Mit dem Auto in die Ferien: Heute – Strafzettel und Punkte im Ausland

Von geschnitzten Holztieren über Perlenketten, Handtücher, Schuhe, Bilder, Steine und Kokosnussringe bis hin zu Badehosen, Gewürzen und kulinarischen Delikatessen: Kaum ein Urlaub geht zu Ende, ohne das Einpacken von mehr oder weniger sinnvollen Souvenirs und lokaltypischen Mitbringseln. Und manch einer, der mit dem Auto in die Ferien aufbricht, kriegt nach seiner Rückkehr sogar noch Post aus der bereisten Region.

Ein eigentümlicher Strafbescheid

Ein eigentümlicher Strafbescheid

Was sich im ersten Moment nach einer netten Erinnerung an die schönste Zeit des Jahres anhört, ist meistens mit einer eher unangenehmen Überraschung verbunden. Den einen erwischt es, weil er das Tempolimit überschritten hat, den nächsten, weil er den Wagen nur mal eben in einer Parkverbotszone abgestellt hat, um der Familie noch schnell ein Eis zu besorgen. Welche Konsequenzen bei Strafzetteln drohen, hängt dann davon ab, in welchem Land der Fehltritt begangen wurde.

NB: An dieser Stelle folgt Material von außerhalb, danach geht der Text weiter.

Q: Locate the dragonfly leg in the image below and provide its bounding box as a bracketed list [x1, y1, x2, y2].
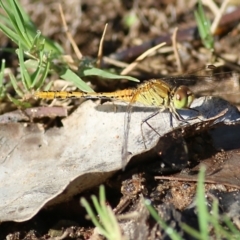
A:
[141, 108, 165, 149]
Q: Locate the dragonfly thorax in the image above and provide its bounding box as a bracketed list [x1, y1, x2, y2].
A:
[172, 86, 194, 109]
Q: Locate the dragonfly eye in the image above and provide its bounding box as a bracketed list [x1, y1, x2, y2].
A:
[173, 86, 194, 109]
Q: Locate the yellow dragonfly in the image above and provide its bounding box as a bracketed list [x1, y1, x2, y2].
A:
[35, 79, 194, 168]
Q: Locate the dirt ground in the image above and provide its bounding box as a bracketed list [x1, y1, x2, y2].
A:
[0, 0, 240, 240]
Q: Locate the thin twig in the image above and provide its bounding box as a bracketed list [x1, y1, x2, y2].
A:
[172, 28, 183, 73]
[97, 23, 108, 68]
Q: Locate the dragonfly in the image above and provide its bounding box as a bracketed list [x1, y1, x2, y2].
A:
[35, 79, 194, 169]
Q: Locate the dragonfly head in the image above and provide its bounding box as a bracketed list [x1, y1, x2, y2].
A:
[173, 86, 194, 109]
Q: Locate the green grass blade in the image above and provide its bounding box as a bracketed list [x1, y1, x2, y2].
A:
[144, 199, 182, 240]
[60, 68, 93, 92]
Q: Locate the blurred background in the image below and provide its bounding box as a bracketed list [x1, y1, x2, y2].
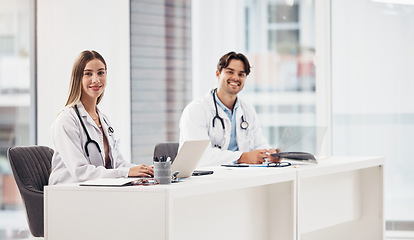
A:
[0, 0, 414, 240]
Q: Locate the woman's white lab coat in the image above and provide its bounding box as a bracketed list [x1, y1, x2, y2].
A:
[180, 91, 269, 167]
[49, 101, 135, 185]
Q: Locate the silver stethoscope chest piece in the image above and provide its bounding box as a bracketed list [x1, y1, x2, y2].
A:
[240, 116, 249, 130]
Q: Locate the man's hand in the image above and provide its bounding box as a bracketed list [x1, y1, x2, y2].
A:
[237, 149, 271, 164]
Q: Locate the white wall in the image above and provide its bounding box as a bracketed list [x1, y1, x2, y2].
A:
[191, 0, 245, 98]
[37, 0, 131, 159]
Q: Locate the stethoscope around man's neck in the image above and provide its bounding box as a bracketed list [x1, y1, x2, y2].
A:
[211, 88, 249, 130]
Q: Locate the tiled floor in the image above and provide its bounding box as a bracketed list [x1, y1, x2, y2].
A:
[0, 210, 32, 240]
[0, 210, 414, 240]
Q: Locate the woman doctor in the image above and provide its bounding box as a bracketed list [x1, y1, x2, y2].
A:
[49, 51, 154, 185]
[180, 52, 280, 167]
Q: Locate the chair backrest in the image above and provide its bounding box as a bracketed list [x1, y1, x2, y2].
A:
[154, 142, 178, 161]
[7, 146, 53, 237]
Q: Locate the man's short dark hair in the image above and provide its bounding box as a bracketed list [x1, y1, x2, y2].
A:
[217, 52, 250, 76]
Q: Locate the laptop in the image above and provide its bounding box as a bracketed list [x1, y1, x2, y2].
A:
[171, 139, 210, 178]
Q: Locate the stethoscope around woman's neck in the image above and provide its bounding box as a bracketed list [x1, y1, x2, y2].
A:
[74, 105, 114, 166]
[211, 88, 249, 130]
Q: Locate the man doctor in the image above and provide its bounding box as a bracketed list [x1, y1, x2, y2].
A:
[180, 52, 280, 167]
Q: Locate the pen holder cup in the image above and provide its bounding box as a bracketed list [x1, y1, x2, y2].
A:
[154, 162, 171, 184]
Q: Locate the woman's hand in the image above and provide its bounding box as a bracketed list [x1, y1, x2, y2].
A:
[128, 164, 154, 177]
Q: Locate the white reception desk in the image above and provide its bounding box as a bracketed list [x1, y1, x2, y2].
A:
[44, 157, 384, 240]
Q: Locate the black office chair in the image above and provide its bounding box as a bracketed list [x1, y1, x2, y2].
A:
[154, 142, 178, 161]
[7, 146, 53, 237]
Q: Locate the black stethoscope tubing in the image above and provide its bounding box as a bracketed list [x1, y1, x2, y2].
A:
[75, 105, 101, 157]
[211, 88, 249, 130]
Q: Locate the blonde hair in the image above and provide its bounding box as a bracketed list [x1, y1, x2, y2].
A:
[65, 50, 106, 107]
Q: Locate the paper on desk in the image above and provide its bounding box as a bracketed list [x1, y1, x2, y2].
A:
[79, 178, 138, 187]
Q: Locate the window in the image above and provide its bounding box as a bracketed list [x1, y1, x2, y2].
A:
[243, 0, 320, 154]
[0, 0, 34, 239]
[332, 0, 414, 235]
[131, 0, 191, 164]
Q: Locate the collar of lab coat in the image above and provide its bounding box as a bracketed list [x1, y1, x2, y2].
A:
[204, 89, 247, 124]
[76, 101, 103, 131]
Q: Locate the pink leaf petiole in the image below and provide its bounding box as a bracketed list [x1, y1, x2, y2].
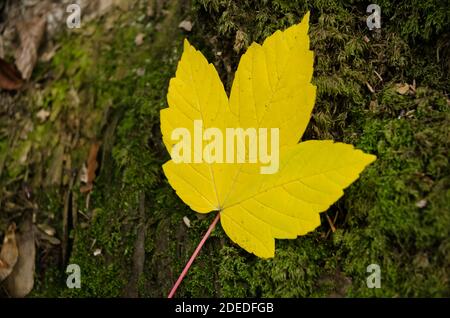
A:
[167, 212, 220, 298]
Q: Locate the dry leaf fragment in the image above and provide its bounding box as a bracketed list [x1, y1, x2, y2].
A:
[395, 83, 409, 95]
[183, 216, 191, 227]
[0, 223, 19, 282]
[80, 142, 100, 193]
[36, 109, 50, 122]
[178, 20, 192, 32]
[16, 17, 47, 80]
[134, 33, 145, 46]
[5, 216, 36, 297]
[0, 58, 23, 90]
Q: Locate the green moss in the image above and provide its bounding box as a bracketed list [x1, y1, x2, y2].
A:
[5, 0, 450, 297]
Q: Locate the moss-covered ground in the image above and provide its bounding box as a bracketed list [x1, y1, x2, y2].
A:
[0, 0, 450, 297]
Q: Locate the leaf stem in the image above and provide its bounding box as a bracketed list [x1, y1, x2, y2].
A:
[167, 212, 220, 298]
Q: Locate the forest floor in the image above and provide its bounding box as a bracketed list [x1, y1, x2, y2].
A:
[0, 0, 450, 297]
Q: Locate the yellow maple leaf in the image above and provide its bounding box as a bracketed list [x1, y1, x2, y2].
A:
[161, 13, 376, 258]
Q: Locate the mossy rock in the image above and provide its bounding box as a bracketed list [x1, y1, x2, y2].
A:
[0, 0, 450, 297]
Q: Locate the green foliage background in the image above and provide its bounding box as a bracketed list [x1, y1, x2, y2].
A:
[0, 0, 450, 297]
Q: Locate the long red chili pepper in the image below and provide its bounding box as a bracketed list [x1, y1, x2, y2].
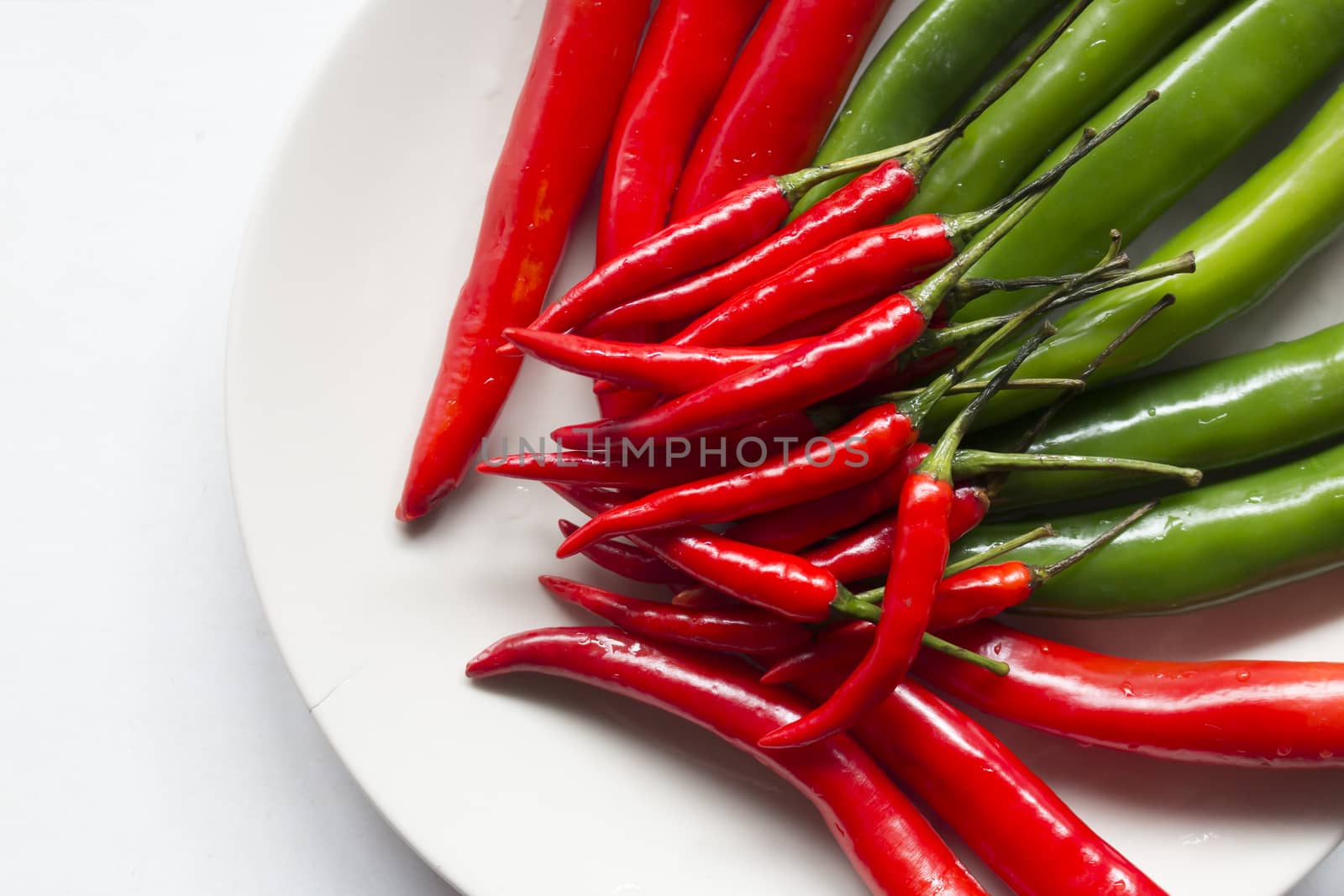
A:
[559, 520, 692, 591]
[800, 679, 1167, 896]
[504, 327, 809, 395]
[672, 0, 891, 220]
[466, 627, 984, 896]
[556, 407, 914, 556]
[761, 331, 1048, 747]
[916, 622, 1344, 768]
[540, 575, 811, 654]
[396, 0, 649, 520]
[551, 137, 1100, 448]
[596, 0, 766, 260]
[551, 485, 852, 622]
[587, 0, 1086, 333]
[668, 92, 1158, 354]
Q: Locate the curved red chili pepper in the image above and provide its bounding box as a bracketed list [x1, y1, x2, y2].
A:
[731, 442, 930, 551]
[589, 159, 935, 333]
[668, 215, 957, 347]
[916, 622, 1344, 768]
[466, 627, 984, 896]
[396, 0, 650, 520]
[528, 177, 793, 338]
[800, 679, 1167, 896]
[801, 485, 990, 582]
[556, 407, 914, 558]
[504, 327, 806, 395]
[596, 0, 766, 260]
[759, 473, 952, 747]
[558, 520, 695, 594]
[551, 294, 926, 448]
[540, 575, 811, 654]
[549, 485, 848, 622]
[672, 0, 891, 220]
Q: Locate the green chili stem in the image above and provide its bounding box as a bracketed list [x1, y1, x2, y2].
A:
[916, 321, 1057, 482]
[1035, 501, 1158, 584]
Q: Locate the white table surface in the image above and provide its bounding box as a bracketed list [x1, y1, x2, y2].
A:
[0, 0, 1344, 896]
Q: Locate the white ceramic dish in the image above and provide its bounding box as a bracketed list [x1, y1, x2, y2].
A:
[228, 0, 1344, 896]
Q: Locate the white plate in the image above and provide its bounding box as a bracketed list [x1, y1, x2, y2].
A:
[228, 0, 1344, 896]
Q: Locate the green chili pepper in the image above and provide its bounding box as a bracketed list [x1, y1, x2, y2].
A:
[793, 0, 1053, 217]
[906, 0, 1228, 215]
[958, 0, 1344, 327]
[952, 440, 1344, 616]
[932, 73, 1344, 426]
[985, 324, 1344, 509]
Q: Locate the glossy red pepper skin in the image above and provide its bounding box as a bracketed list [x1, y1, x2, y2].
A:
[558, 520, 695, 592]
[466, 627, 984, 896]
[800, 679, 1167, 896]
[556, 407, 914, 558]
[540, 575, 811, 656]
[916, 622, 1344, 768]
[668, 215, 957, 347]
[504, 322, 805, 395]
[596, 0, 766, 260]
[801, 485, 990, 582]
[551, 299, 927, 448]
[527, 177, 791, 339]
[590, 159, 919, 333]
[759, 473, 953, 747]
[551, 485, 840, 622]
[929, 560, 1037, 631]
[396, 0, 649, 520]
[731, 442, 930, 551]
[672, 0, 891, 220]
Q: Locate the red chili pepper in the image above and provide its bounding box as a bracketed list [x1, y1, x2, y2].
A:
[559, 520, 694, 594]
[396, 0, 649, 520]
[916, 622, 1344, 768]
[801, 679, 1167, 896]
[596, 0, 766, 260]
[466, 627, 984, 896]
[731, 442, 930, 551]
[551, 485, 849, 622]
[556, 407, 914, 558]
[540, 575, 811, 654]
[672, 0, 891, 220]
[589, 5, 1082, 333]
[504, 327, 806, 395]
[761, 329, 1050, 747]
[551, 296, 926, 448]
[586, 160, 941, 333]
[801, 485, 990, 582]
[475, 412, 817, 491]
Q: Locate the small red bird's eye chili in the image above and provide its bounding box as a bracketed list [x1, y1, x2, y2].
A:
[672, 0, 891, 220]
[524, 134, 941, 341]
[549, 485, 853, 622]
[596, 0, 766, 262]
[540, 575, 811, 654]
[396, 0, 649, 520]
[759, 325, 1050, 747]
[852, 501, 1158, 631]
[559, 520, 692, 592]
[466, 627, 984, 896]
[916, 622, 1344, 768]
[556, 407, 914, 556]
[553, 115, 1140, 448]
[800, 677, 1167, 896]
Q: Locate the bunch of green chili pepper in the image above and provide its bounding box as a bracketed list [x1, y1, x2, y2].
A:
[402, 0, 1344, 896]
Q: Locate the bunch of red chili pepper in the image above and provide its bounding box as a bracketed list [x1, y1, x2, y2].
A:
[399, 0, 1344, 894]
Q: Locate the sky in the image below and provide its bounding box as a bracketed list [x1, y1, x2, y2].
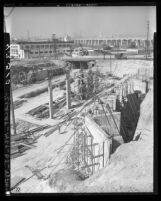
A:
[4, 6, 156, 38]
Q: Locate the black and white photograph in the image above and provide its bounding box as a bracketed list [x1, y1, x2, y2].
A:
[3, 5, 156, 195]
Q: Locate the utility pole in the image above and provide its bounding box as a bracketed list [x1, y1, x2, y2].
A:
[48, 70, 53, 119]
[66, 62, 71, 110]
[146, 20, 149, 59]
[10, 84, 16, 135]
[110, 52, 111, 73]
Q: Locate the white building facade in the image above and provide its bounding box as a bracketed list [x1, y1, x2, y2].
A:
[10, 44, 24, 59]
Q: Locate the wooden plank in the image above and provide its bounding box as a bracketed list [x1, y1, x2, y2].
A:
[93, 154, 103, 158]
[82, 163, 99, 168]
[11, 176, 26, 190]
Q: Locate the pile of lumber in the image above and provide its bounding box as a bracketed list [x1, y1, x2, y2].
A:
[27, 96, 66, 119]
[13, 100, 27, 109]
[11, 125, 50, 157]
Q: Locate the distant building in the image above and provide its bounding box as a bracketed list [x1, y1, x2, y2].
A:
[74, 37, 153, 48]
[19, 34, 74, 58]
[10, 44, 24, 59]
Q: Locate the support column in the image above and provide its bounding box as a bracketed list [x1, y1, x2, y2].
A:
[66, 71, 71, 109]
[10, 86, 16, 135]
[48, 70, 53, 119]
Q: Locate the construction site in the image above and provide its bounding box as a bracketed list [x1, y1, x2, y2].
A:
[11, 54, 153, 193]
[3, 4, 157, 195]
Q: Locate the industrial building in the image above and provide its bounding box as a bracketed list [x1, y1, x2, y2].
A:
[18, 34, 74, 58]
[74, 37, 153, 48]
[10, 44, 24, 59]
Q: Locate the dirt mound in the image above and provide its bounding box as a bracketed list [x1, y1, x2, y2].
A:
[49, 169, 83, 192]
[49, 87, 153, 192]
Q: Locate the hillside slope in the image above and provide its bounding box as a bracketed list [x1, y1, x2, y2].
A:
[50, 87, 153, 192]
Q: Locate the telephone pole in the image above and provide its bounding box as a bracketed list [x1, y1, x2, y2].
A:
[48, 70, 53, 119]
[10, 84, 16, 135]
[146, 20, 149, 59]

Am schlimmsten trifft es die Österreich-Urlauber. Die Alpenrepublik hat mit Deutschland ein Vollstreckungsabkommen getroffen, in dem gegenseitige Amtshilfe beim Eintreiben von Bußgeldern vereinbart wurde. Bis Oktober 2010 ist dies in anderen Nachbarstaaten kaum der Fall. Ab dann soll ein entsprechender EU-Rahmenbeschluss die „gegenseitige Vollstreckung von Geldsanktionen“ auch hier vorschreiben. Wer dort jedoch zu leichtfertig mit den Strafen umgeht, muss teilweise mit Problemen bei der Wiedereinreise oder Verkehrskontrollen rechnen, bei denen die Fehlbeträge direkt eingetrieben werden können. Besondere Vorsicht ist in der Schweiz geboten, wo das Verweigern der oft horenden Bußgeld-Zahlungen sogar mit einem Gefängnisaufenthalt geahndet werden kann.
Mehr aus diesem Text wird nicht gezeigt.